Существуют и другие мифы — более привлекательные, порою не лишенные драматического пафоса с поистине космическим значением, но в конечном счете столь же далекие от безразличной Реальности, движущейся в невидимом и невообразимом для нас направлении, скрывая, как всегда, свою многомерность от нашего восприятия. Скажем, до сих пор живет миф о том, что история человечества отражает его непрерывную деградацию. Миф о прогрессе, вывернутый наизнанку, выглядит тоже по-своему увлекательно, завораживая мрачным торжеством хаоса.

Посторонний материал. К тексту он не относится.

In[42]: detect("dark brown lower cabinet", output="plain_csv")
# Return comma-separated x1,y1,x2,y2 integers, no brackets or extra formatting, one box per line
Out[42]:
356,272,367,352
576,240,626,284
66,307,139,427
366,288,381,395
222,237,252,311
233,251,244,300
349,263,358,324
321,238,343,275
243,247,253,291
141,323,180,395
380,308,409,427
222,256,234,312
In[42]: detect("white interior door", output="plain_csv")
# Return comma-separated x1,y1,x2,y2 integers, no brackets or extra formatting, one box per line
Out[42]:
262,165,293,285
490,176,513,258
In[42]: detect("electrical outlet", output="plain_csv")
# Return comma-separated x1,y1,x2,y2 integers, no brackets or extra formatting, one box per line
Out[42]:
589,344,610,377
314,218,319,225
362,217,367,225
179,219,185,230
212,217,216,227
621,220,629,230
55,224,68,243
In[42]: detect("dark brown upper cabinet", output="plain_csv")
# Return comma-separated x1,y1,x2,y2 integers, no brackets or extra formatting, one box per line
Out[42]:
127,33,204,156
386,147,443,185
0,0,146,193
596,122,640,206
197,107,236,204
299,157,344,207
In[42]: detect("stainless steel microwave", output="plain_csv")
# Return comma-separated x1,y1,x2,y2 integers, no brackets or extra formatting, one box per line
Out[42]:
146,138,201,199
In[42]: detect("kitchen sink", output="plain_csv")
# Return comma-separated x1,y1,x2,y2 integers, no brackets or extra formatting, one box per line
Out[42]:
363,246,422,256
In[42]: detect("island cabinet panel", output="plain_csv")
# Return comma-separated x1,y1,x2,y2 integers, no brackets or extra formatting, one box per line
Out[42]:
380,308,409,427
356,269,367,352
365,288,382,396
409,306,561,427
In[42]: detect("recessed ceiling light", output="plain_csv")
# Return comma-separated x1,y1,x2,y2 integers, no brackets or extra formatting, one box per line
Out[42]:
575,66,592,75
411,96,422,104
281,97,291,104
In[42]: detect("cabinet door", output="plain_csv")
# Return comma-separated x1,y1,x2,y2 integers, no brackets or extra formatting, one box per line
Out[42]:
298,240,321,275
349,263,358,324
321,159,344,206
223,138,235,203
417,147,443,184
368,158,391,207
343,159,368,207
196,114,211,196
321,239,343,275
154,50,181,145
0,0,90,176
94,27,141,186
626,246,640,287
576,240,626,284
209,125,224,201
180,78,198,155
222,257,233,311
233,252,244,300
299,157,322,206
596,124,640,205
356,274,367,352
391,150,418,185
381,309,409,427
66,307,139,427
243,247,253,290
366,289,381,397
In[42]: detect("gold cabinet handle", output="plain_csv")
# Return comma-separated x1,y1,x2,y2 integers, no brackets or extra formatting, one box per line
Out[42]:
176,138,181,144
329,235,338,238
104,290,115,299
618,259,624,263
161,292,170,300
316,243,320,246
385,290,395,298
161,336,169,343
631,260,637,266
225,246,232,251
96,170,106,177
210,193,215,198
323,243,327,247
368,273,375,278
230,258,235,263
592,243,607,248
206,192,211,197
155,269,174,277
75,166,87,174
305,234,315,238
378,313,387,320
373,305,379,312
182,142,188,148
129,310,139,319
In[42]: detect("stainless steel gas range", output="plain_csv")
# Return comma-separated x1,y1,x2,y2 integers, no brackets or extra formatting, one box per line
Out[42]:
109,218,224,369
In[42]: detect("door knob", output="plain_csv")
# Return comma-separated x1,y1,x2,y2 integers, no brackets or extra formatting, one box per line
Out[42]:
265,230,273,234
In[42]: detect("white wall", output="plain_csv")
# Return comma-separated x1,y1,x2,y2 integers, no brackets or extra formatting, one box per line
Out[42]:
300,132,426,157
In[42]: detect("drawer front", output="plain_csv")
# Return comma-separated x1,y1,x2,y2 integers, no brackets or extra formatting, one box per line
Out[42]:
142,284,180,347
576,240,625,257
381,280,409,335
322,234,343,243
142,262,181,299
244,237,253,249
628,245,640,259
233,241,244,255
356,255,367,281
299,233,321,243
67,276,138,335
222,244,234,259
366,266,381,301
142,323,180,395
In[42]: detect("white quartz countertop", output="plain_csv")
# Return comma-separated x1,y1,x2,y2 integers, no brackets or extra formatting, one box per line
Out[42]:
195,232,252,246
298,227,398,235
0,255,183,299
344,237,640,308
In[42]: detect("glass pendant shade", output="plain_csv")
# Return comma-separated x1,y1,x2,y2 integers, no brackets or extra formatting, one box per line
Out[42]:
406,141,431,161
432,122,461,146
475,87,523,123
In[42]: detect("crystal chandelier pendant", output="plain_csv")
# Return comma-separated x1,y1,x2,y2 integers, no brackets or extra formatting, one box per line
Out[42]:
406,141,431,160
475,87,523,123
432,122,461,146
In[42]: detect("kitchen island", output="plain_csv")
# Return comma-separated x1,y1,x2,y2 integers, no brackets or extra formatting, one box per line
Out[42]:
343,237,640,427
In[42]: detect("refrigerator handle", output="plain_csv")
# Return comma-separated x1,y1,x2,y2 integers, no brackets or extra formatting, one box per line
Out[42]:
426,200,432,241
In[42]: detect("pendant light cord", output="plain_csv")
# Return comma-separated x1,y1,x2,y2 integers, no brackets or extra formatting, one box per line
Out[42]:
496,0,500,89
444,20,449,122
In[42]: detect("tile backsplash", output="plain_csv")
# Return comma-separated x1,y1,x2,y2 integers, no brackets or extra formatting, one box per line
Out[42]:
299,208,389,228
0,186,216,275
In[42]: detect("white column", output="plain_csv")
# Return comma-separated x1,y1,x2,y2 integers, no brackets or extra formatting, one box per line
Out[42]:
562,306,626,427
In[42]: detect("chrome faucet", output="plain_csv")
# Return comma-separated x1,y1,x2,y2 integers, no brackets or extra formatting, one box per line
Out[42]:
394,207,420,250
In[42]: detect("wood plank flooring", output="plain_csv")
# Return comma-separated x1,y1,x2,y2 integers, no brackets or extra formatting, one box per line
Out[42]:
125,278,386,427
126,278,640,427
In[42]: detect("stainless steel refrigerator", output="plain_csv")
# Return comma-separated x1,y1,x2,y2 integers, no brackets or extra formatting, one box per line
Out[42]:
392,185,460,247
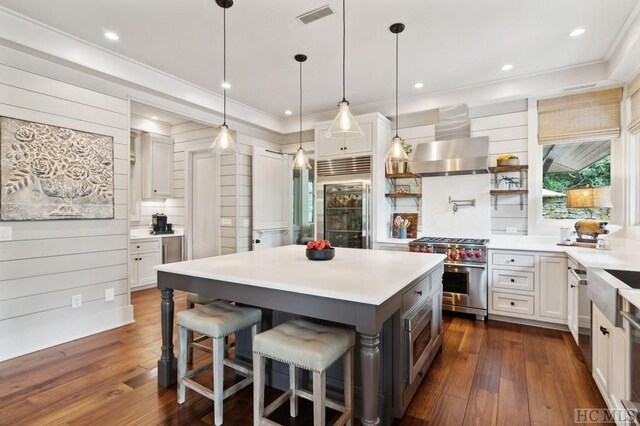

Историческое мышление современного человека, как и человека, скажем, античного, совсем не является результатом реального исторического процесса — если мы говорим сейчас о субъективной репрезентации истории в сознании индивида. Упрощенный (иногда до примитивизма) комплект исторических сведений, который можно без преувеличения назвать повальной инъекцией среднего образования (и не только в этой стране, речь идет о цивилизации вообще), в обстановке идеологического напряжения уже несет мифологическую нагрузку; если же идеологического напряжения нет, то он обильно удобряет почву для личного или коллективного мифа об истории сообразно с фантазиями и пристрастиями граждан. Коротко говоря, история в голове человека — это миф, и мир, т. е. конечный продукт истории, ее результат, ее сегодняшняя реализация, — тоже миф. И в таком положении дел нет ничего оскорбительного для человеческого рассудка, ибо мифические категории (т. е. категории, репрезентирующие человеческое воображение, антропоморфные и антропоцентристские) — его главное и почти единственное содержание. Уйти из мифа вообще, а не перебраться из одной мифологической системы в другую, дано немногим, и именно этим занимается магия дона Хуана Матуса.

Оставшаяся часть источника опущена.